Diving into the details
With the relationship built and the trust earned, Jake and the team now had the proper environment to dive into Alteryx, master the software, and begin providing tangible value.
“Lihan [another member of the team] and myself had minimal experience with Alteryx, but with the client’s support, we were able to teach ourselves the program and earn the advanced competency certification,” said Jake. “Having gone through the system ourselves to earn the advanced certification, we also developed training materials to upskill the other 23 members of the Siegfried team to the core level competency.”
The client, impressed with both the hard work Jake and the others were putting in to learn the ins and outs of the new software and the rate at which they were getting process owners up to speed, soon began to request that Jake build additional automation tools and reporting applications.

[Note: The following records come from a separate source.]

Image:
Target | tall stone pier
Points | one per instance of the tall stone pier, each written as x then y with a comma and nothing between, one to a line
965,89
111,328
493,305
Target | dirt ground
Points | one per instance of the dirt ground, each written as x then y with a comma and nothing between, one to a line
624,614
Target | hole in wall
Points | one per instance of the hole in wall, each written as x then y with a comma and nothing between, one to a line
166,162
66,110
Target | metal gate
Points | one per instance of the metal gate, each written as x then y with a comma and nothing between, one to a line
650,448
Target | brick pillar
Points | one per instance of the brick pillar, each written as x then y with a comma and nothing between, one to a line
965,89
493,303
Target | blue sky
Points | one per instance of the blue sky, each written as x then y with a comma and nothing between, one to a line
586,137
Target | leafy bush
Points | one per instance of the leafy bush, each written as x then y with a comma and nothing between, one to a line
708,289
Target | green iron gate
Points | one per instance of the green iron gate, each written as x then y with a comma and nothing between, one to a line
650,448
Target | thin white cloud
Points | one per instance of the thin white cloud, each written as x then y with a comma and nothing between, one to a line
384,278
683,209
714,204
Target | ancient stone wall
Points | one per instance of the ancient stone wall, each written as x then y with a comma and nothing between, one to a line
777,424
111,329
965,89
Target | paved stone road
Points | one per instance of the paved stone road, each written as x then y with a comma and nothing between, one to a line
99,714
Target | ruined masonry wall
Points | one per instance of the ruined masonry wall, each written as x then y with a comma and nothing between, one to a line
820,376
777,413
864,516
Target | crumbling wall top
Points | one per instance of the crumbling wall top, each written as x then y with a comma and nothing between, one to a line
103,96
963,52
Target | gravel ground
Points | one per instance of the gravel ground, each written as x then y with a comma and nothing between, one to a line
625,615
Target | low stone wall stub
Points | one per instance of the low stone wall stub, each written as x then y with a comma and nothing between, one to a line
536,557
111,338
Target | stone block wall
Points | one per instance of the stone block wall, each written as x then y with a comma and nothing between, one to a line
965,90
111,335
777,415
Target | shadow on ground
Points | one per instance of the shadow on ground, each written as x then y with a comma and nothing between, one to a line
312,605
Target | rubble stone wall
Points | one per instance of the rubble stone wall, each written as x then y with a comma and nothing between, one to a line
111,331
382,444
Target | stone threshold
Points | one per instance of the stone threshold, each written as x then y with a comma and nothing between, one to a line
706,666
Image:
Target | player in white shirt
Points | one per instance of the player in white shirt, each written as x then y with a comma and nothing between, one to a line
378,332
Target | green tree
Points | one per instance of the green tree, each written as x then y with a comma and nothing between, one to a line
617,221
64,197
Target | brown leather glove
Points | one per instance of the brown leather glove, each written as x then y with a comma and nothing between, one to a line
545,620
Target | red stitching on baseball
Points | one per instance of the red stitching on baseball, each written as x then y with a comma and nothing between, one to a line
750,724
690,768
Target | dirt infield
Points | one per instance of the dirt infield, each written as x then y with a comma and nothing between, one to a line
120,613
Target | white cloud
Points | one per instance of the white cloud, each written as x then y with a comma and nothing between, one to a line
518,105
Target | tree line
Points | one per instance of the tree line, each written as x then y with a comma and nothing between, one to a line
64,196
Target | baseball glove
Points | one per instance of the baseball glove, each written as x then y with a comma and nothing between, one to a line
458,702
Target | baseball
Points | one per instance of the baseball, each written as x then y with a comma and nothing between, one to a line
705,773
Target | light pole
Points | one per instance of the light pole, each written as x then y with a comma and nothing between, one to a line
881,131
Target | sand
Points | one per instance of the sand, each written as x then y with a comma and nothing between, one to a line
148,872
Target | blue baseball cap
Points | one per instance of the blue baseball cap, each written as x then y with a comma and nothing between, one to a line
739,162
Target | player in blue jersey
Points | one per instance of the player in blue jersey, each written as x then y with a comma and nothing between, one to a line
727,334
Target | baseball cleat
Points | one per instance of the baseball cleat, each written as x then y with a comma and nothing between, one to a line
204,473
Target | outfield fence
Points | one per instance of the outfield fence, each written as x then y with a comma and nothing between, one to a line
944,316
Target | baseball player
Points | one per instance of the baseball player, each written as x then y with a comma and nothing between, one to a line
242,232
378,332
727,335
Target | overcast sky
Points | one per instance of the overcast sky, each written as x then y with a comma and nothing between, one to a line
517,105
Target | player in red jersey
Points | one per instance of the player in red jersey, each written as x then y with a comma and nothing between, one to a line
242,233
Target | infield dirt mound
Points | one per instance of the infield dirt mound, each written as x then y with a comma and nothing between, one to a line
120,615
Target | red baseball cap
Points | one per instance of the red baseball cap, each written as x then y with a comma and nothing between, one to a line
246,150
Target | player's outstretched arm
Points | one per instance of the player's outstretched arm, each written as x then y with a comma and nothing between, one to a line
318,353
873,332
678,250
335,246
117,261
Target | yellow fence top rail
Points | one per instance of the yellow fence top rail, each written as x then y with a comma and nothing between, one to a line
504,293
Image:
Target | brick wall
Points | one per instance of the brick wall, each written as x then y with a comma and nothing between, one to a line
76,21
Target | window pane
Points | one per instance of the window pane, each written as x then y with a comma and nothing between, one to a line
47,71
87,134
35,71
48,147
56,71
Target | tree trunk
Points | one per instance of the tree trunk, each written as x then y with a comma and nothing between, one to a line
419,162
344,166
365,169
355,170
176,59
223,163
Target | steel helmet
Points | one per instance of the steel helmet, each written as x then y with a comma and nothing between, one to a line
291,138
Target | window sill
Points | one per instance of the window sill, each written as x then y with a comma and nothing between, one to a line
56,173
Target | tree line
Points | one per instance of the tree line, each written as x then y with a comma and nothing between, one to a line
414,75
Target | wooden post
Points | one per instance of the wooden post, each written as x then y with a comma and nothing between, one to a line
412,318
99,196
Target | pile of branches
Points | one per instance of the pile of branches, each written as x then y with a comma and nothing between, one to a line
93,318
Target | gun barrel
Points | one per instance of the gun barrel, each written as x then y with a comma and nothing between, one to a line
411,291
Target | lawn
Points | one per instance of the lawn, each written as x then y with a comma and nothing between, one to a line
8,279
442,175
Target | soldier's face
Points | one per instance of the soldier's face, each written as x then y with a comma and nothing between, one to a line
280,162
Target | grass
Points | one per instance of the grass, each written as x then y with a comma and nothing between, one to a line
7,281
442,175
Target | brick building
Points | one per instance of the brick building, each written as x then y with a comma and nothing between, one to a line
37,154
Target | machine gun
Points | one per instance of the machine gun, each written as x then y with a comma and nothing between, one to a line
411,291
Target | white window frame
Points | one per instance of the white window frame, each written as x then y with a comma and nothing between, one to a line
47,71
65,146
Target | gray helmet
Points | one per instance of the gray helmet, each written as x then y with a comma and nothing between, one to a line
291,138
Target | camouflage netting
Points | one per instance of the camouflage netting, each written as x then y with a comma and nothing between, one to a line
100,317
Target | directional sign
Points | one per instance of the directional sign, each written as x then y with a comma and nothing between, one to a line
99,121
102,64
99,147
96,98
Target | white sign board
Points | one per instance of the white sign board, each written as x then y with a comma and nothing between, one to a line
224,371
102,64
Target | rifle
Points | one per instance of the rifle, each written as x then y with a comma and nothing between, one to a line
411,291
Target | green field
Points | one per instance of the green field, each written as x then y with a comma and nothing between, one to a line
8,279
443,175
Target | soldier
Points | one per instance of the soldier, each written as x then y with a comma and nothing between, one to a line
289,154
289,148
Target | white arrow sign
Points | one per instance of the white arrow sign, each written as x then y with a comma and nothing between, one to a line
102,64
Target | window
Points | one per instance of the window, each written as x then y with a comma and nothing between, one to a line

He now manages a team of six Siegfried professionals that are committed to automating more solutions for the client.
“These requests, which were outside of the original project scope meant that more Siegfried Professionals could interface with the client directly,” Jake reflected. “This gave us the freedom to think creatively on what the client needed and expand expertise outside of what we were originally brought in to do. And our team’s success has inspired exploration of other forms of automation. We are currently in talks with the client about working with Robotic Processing Automation (RPA), which will be an exciting new software to learn with infinite opportunities to take on new and exciting work.”
With the client’s support and willingness for the team to upskill themselves, Jake took the lead on learning Alteryx and getting the Siegfried team up to speed to successfully implement the software with almost immediate results. Because of the client’s high growth, there was a pressing need to think of sustainable, long-term solutions for data management that didn’t require significant increases in headcount.
“During the 2020 year-end cycle, we had 25 team members performing detailed analyses over client data. During 2021, the client made a significant number of acquisitions that increased our workload by 65%. But with the help of our Alteryx integration, we kept headcount at 25 and met all of our 2021 year-end deliverables two weeks earlier than the previous year.”
“This entire experience challenged me to look at data more creatively and think of inventive ways to address client pain points,” Jake explained. “It was an interesting project that taught me that we are always learning and adapting to our environment to find the highest degree of success.